Di tahun yang sama, saat Jusuf Kalla tengah menyelesaikan tugas akhir, dirinya terpilih menjadi anggota DPRD Provinsi Sulawesi Selatan periode 1965-1968. Karir politik Kalla seketika melesat saat dirinya terpilih menjadi anggota Majelis Permusyawaratan Rakyat (MPR) pada tahun 1982-1987 mewakili Golkar dan pada tahun 1997-1999 mewakili daerah.
Sebelum terpilih menjadi ketua umum partai Golkar pada tahun 2004, JK sempat terpilih menjadi Menteri Perindustrian dan Perdagangan RI di masa pemerintahan Presiden Abdurrahman Wahid selama enam bulan (1999-2000).
Saat Megawati Soekarnoputri naik menjadi Presiden RI, Jusuf Kalla kembali diajak bergabung dalam kabinet. Bukan jabatan biasa, JK ternyata diangkat setingkat dari menteri, yakni Menteri Koordinator Kesejahteraan Rakyat Republik Indonesia (Menko Kesra) RI.
Saat di Menko, JK nampaknya mulai melirik jabatan yang lebih ke atas lagi. Di tengah perjalanan Kabinet Gotong Royong Megawati, JK mengundurkan diri. Bersama Susilo Bambang Yudhoyono, pria asal Bone itu maju sebagai calon 02 RI pada Pemilu 2004 dengan akronim SBY – JK melawan ‘Bosnya’, Megawati dengan berpasangan Hasyim Muzadi.

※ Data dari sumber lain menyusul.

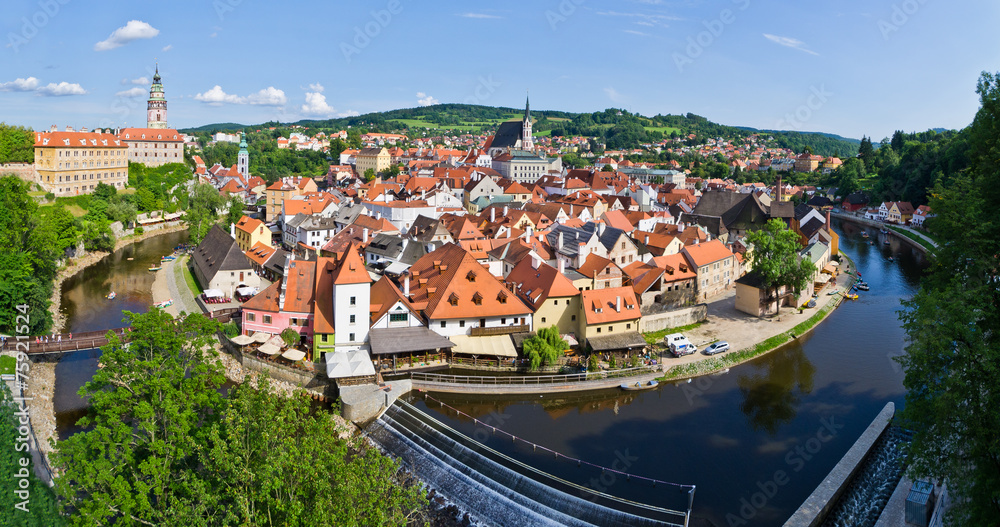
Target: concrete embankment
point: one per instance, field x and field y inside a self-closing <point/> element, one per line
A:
<point x="813" y="511"/>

Pasangan mantan Menko era Megawati itu berhasil menang telak. SBY – JK melenggang menuju istana negara untuk periode 2004 – 2009. Saat menjadi Wapres RI itulah, JK didaulat menjadi Ketua Umum Partai Golkar periode 2004 – 2009.
Hasrat politik JK kembali naik. Ia menginginkan posisi sebagai 01 RI. Sehingga saat Pemilu 2009, Jusuf Kalla maju sebagai Capres didampingi oleh Wiranto dengan tagline ‘Lebih Cepat, Lebih Baik’. Namun nasib berkata lain, JK gagal dalam arena perebutan kursi 01 RI itu. SBY kembali duduk dengan menjadikan Boediono sebagai Wapresnya.
Saat Pilpres 2014, JK kembali berhasrat politik. Namun kali ini, hitung-hitungannya tak mau lagi jadi Capres. Bersama Joko Widodo, JK maju sebagai Cawapres berlawanan dengan Prabowo – Hatta. Kala itu, Partai Golkar sendiri malah menyatakan dukungan ke Prabowo – Hatta. Namun, Dewi Fortuna masih berada di sisi JK. Pasangan Jokowi – JK melenggang ke istana untuk periode 2014 – 2019.
Usai menikmati kursi 02 RI dua kali, JK tak mau lagi maju sebagai 01 RI. Jusuf Kalla mengaku ingin beristirahat dalam dunia perpoilitikan. Jokowi menggandeng Maruf Amin maju ke Pilpres 2019 berlawanan dengan Prabowo – Sandi. Lagi-lagi, Prabowo jatuh dan Jokowi meraih kemenangan untuk melaju ke periode kedua, 2019 – 2024.